Os problemas podem estar apenas começando já que por conta do convênio alguns profissionais cubanos em exercício no Brasil passaram a consultar a legislação trabalhista vigente no país. O “Mais Médicos”, à primeira vista, tem uma série de imperfeições que violam a legislação trabalhista brasileira, o princípio da dignidade da pessoa humana, os valores sociais do trabalho e os direitos fundamentais dos cidadãos, pois já em sua origem apresenta um traço discriminatório.
De acordo com recentes publicações da mídia nacional, os médicos inscritos no programa realizariam um aperfeiçoamento mediante cursos de especialização por instituição de educação superior e receberiam, assim, uma bolsa mensal. Profissionais que se candidataram ao programa “Mais Médicos” têm desistido, com justificativas diversas, entre elas a falta de infraestrutura, planos profissionais e pessoais e desconhecimento de algumas condições. Os médicos cubanos, ainda que pretendam deixar o programa (e alguns já o fizeram), assumem as mais distantes e abandonadas cidades, sem poder reclamar ou apontar os problemas que encontram pela frente. Afinal, estão em uma missão humanitária e, portanto, não devem se preocupar em mudar o que já existe; mas sim driblarem as más condições de trabalho em prol da população. Questiona-se, porém, se essa é uma missão humanitária de fato…

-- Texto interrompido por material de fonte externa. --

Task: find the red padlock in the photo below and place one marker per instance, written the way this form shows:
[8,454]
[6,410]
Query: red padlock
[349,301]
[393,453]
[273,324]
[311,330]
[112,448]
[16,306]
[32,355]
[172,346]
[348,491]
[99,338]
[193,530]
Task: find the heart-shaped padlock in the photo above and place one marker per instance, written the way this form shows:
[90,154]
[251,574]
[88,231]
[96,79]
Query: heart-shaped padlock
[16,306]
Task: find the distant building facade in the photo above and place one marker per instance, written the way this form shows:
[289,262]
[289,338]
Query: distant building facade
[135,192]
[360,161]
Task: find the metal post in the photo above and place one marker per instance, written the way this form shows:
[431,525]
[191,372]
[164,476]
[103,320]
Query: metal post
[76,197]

A revolta dos médicos cubanos é só mais um sopro na chama do pavio que já está aceso desde o anúncio do programa. A saúde brasileira não pode ser uma área para experimentos. A população está farta de medidas políticas e carente de medidas práticas e eficazes. A falta ou a desistência de médicos afeta diretamente o povo que já paga um preço alto por um sistema em caos. E denota uma fragilidade no planejamento do programa e na sua execução.
O Conselho Federal de Medicina (CFM) já vem se manifestando contrário ao Mais Médicos desde o seu nascimento e ingressou na Justiça com uma ação civil pública na qual se discute o registro dos médicos estrangeiros que aderirem ao programa sem comprovar documentalmente a revalidação dos diplomas emitidos por universidades do exterior e do exercício profissional. A ação não é contra a presença de médicos estrangeiros no país, mas sim de médicos estrangeiros que não obedeçam ao dispositivo legal existente, no sentido de comprovar sua capacidade técnica.
A saúde deve passar a ser uma prioridade real para o Governo Federal. Mas, há vastos exemplos pelo território nacional da falta de estrutura física e de recursos humanos na área da saúde, as quais, inclusive, impedem que médicos brasileiros busquem trabalho no interior do país e lá se fixem.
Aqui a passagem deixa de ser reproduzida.